她看了女子一眼,嗯了声:“来人,你们走一趟,把郑大人请来。”
女子抬头,眼底闪着惊喜:“大人您这是愿意接民女的案子了?”
楚轻道:“是。既然你作为原告,那也应该有被告到场。”说罢,朝着衙役头看去,对方立刻拱手行礼,就带着人出了府衙,不多时,一脸憔悴的男子就被带到了大堂。

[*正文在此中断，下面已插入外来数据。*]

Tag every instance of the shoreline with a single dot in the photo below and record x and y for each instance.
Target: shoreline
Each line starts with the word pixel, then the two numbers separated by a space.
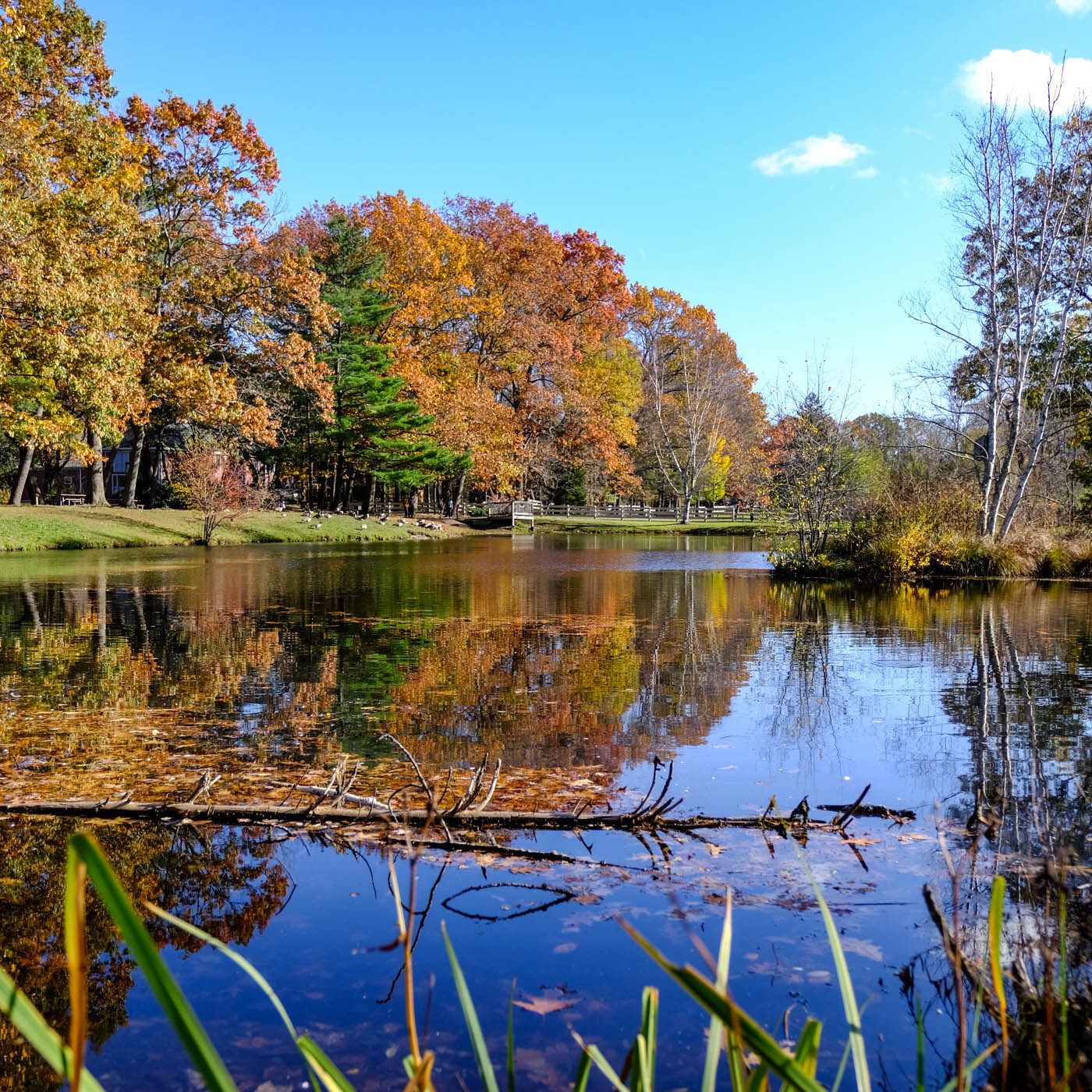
pixel 45 527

不过是时隔几日,楚轻瞧着郑容满,竟然有种差点认不出来的感觉,有片许的恍惚,很快又回过神。
郑容满本来还不知到底发生了什么事,只是踏进大堂对方女子愤恨凶狠的目光,顿时就明白是怎么回事了。他拱了拱手,朝着堂上的楚轻行了一礼:“余大人。”
“郑大人,这位姑娘状告你毁约背信,逼人自尽而亡,草菅人命,你可有话说?”楚轻缓缓开口道。
“大人,此女子所言,毁约背信下官认,只是逼人自尽而亡,草菅人命下官并不认。”郑容满垂下眼,周身都笼罩着一层晦暗。
“你胡说!”女子大吼一声,差点扑过来,被衙役拦住了。
楚轻一拍惊堂木:“不得扰乱公堂!如今,且听本官先询问一番缘由。”
女子咬咬牙,到底是乖乖跪好了:“民女但凭大人做主。”楚轻问女子:“你是何人?姓甚名谁?状告何人?死者是谁?缘由如何?且一一道来,不可隐瞒半句,否则,欺瞒官员,将会以蔑视公堂论处定罪。”女子浑身抖了抖,楚轻声音缓和下来,“你且道来,
若是真情,本官定会还你一个公道。”
她深吸一口气,压下了心底的疑惑,她不能让自己先失了分寸,人命案,人命案……那岂不是算是三件案子之一了?
先前赵永的事不过是假装的,不算是第二件,如今……女子听到前半句的时候还吓了一跳,听到后半句终于放松下来,才小声哭泣着,跪在那里娓娓道来:“民女徐凤,是京城人士,家里是卖豆腐的,下面还有一个妹妹徐悦,到了能议亲的年纪了,年前母
亲就找人开始相看各家的公子……不过我们小门小户的,一直以来一直看的都是周边的街坊,或者相熟的亲戚,可突然两个多月前,却是来了一个说亲的,竟是要给小妹说正六品寺丞郑大人……”
楚轻听到这,忍不住看了郑容满一眼,后者垂着眼,并未出声,应该这件事是真的了。
她想到先前那场醉酒,还有郑容满说被催婚的事,她还以为只是催着他娶妻,没想到郑大娘竟然已经开始帮他相看女子了。徐凤继续道:“本来父亲是不愿意的,因为那是正六品的大官,别说是当正妻了,就是为妾,也是我们高攀了,可母亲心动了,觉得……这个机会难得,还专门派人去打听了一番这郑大人是不是有什么隐疾,结果打探之下,没想到对方不仅年轻有为,还一表人才,更是探花郎,这让母亲喜不自禁,直接就点了头。只是没想到,这人根本就是个背信弃义的小人!还得悦儿惨死,着实可恨!”徐凤说到这,
呜咽着哭了出来,泣不成声。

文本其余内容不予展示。